Symphony V
唯はリビングのソファに腰掛けて、持っていた1冊のアルバムを広げた。

「それは?」

何を見ているのかと、不思議そうに覗き込んでくるので、唯は巧にも見えるようにと、アルバムを見せた。

「例の、5年前の旅行の写真」

ぱらぱらとめくりながら中を見ていく。

「蜘蛛が言ってたってヒントの旅行か」

巧の言葉に、村儀が眉をピクリと動かした。

「あれ?これ…」

何ページかめくったところで、唯の手が止まった。

「あれ?これ…例の高遠って女の人か?」

巧も気づいたみたいで、唯と顔を見合わせた。

「おい、見せろ」

村儀が唯の持っていたアルバムを奪い取る。写真を見て大きく目を見開いた。

「この写真の場所はどこだ!」

言われて唯はたぶん、と答える。

「旭川の、どっかの公園だったと…家族で旅行に行ったときに泊まったホテルの近くにあった公園、じゃなかったかな」

村儀はそれを聞くと、電話をかけ始めた。

「佐藤か。あぁ…そうだ。

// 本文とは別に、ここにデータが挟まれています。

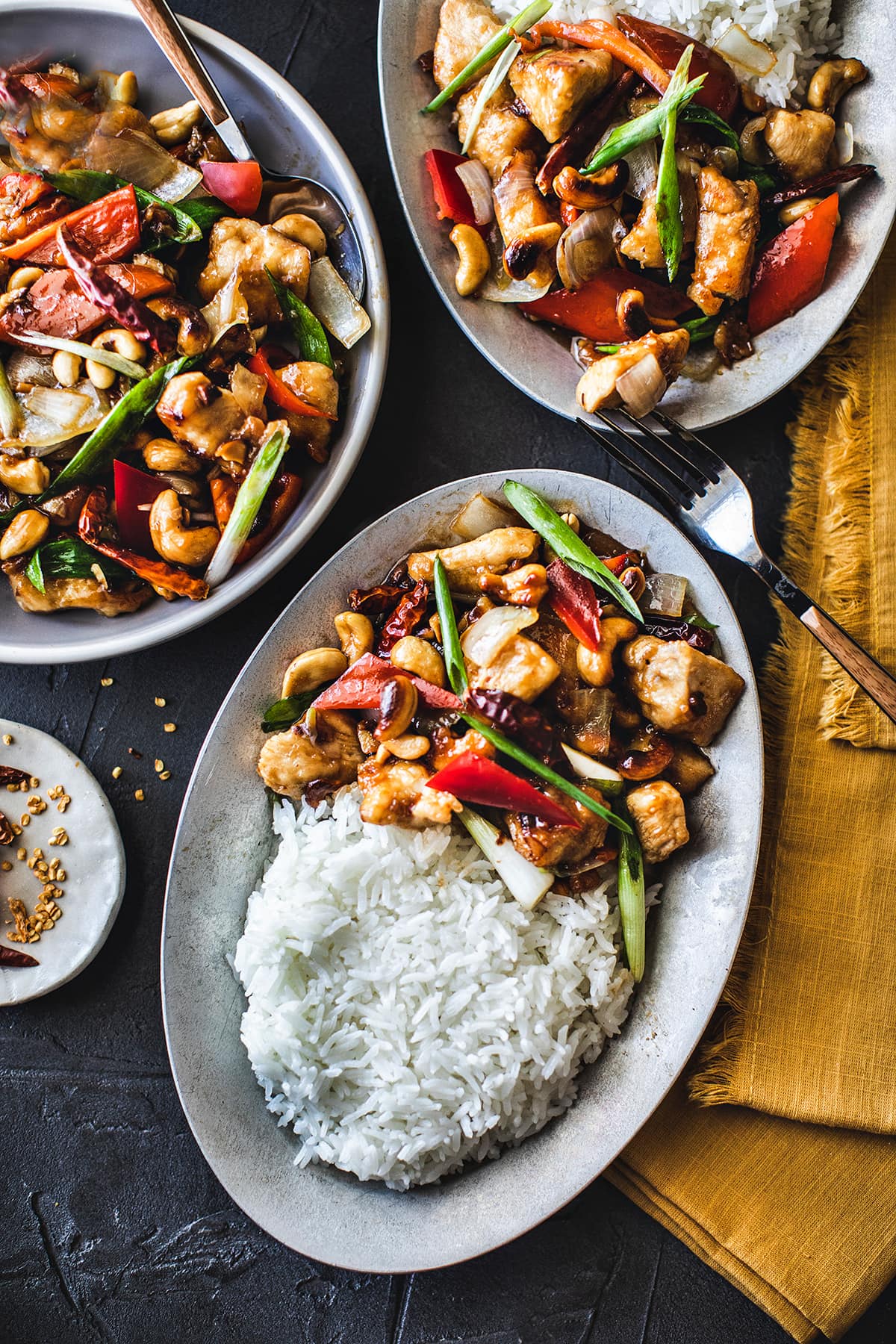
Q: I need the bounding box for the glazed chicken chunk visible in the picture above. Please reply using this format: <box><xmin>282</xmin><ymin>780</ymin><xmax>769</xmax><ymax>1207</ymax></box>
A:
<box><xmin>509</xmin><ymin>47</ymin><xmax>612</xmax><ymax>144</ymax></box>
<box><xmin>622</xmin><ymin>635</ymin><xmax>744</xmax><ymax>747</ymax></box>
<box><xmin>688</xmin><ymin>168</ymin><xmax>759</xmax><ymax>314</ymax></box>
<box><xmin>626</xmin><ymin>780</ymin><xmax>691</xmax><ymax>863</ymax></box>
<box><xmin>576</xmin><ymin>328</ymin><xmax>691</xmax><ymax>411</ymax></box>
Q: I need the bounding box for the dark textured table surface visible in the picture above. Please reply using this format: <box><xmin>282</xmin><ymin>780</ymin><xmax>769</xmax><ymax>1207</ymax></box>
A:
<box><xmin>0</xmin><ymin>0</ymin><xmax>896</xmax><ymax>1344</ymax></box>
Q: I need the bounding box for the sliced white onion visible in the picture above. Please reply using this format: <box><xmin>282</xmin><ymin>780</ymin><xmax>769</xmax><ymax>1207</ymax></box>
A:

あぁ?んなこと、今じゃなくていいだろうが!それより5年前…」

電話の相手はどうやら佐藤のようだ。少しまくし立てるように喋る。

「なぁ…もしかして、このときに何か、見ちゃいけねーもんを見たんじゃねーか?」

巧がぽそっと唯に囁く。

「でも、そんなの見てたら、お父さんもお母さんも、警察に言ったんじゃないかな」

困ったような表情で答える。

「そうだよな…」

2人とも、うーん、と腕を組んで首を傾げた。